Is it your opinion Anita that this separation with B has to do with my patterns rather than true/valid reasons to end the relationship? Do you feel if I had properly head from my childhood it could have ended differently?
L
December 3, 2023 at 3:43 pm #425774anitaParticipantDear Laelithia:
You are very welcome. I will be able to reply further Monday morning. If you can add before I return what it has been about B’s behavior to cause your therapist to think of him as Narcissistic, it may help me with your question. Or anything you can add about B’s behavior over time.
anita
December 4, 2023 at 11:53 am #425789anitaParticipantDear Laelithia:
“Is it your opinion Anita that this separation with B has to do with my patterns rather than true/valid reasons to end the relationship?“-
– I think that your patterns (of rushing into a relationship before you have the time and state of mind to get to know the man as he is, placing him on a pedestal, and then trying and failing to rectify your troubled relationship with your mother by proxy of the man) are very strong. These patterns do not permit relationships to proceed healthily.
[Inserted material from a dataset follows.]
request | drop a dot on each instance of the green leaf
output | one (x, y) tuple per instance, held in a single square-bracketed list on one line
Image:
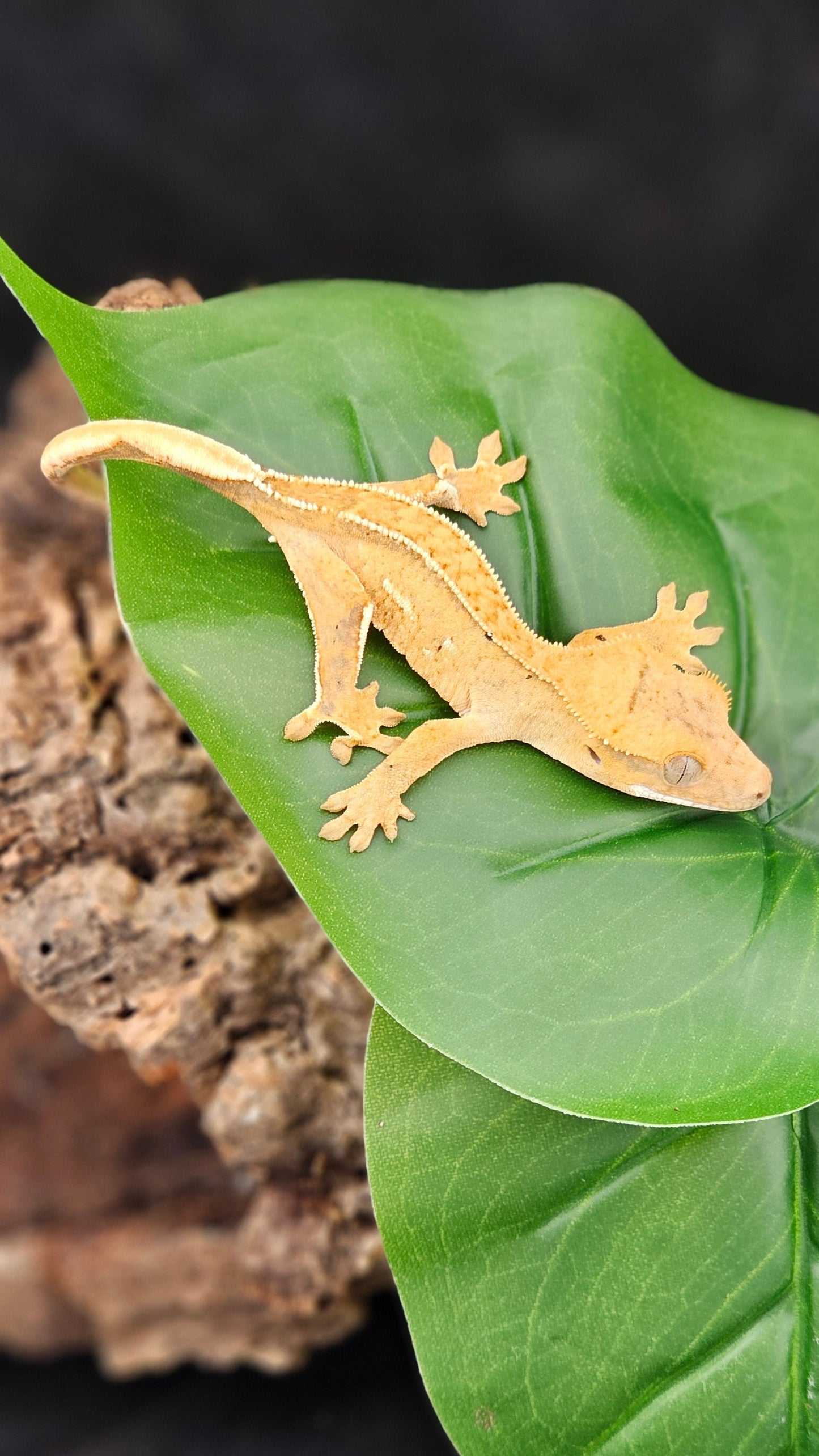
[(587, 950), (591, 1288)]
“Do you feel if I had properly healed from my childhood, it could have ended differently?“- yes, of course. A lot of things would be different if you were not stuck trying to rectify your relationship with your mother by proxy of this or that man.
I think that you still blame yourself for your mother disapproving of you and treating your younger sister so much better. I think that as a teenager, if not earlier, you were- understandably- very angry at your mother. Instead of your mother seeing that your anger was valid, and taking responsibility for mistreating you, she blamed you for being angry at her, adding to your guilt. Fast forward, after placing a man on a pedestal.. you get angry and bully him. When trying to understand the man’s behaviors over time, your initial idealization of him, followed by bullying him- needs to be considered.
“Before, my mistakes and patterns only affected me in the end. Now, they affect my daughter deeply as well. I feel I have caused her so much pain“-
– your regret for “Let(ting) a good guy go“, the title of your June 2020 thread, is an obsessive regret fueled by guilt, and now, on top of the usual guilt, you add your daughter to the mix, as in: I have let a good guy go, and my daughter is suffering for it.
In my short reply to you yesterday, I asked you to share more about B’s behavior, but it was a mistake, one perhaps that your therapist has been doing by answering your Did I Let a good guy go? question with: No, you did not let a good guy go, you let a bad/ Narcissistic guy go!
No such answer will make you feel better, not for long. It’s like scratching an itch, it may feel better for a second or two, but soon the itch (the obsessive question) returns.
Your therapy should not be about a man, it should be about your childhood (and onward) relationship with your mother. Such therapy will help you and your daughter. What matters for your daughter is to have a mentally/ emotionally healthy mother. It wouldn’t have done her any good to have two miserable parents in the home. One healthy, strong parent is good enough, and much more than many children have.
anita
December 25, 2023 at 6:55 am #426351anitaParticipantM e R R y C h R i S t M a S, L a e l i t h i a !!!!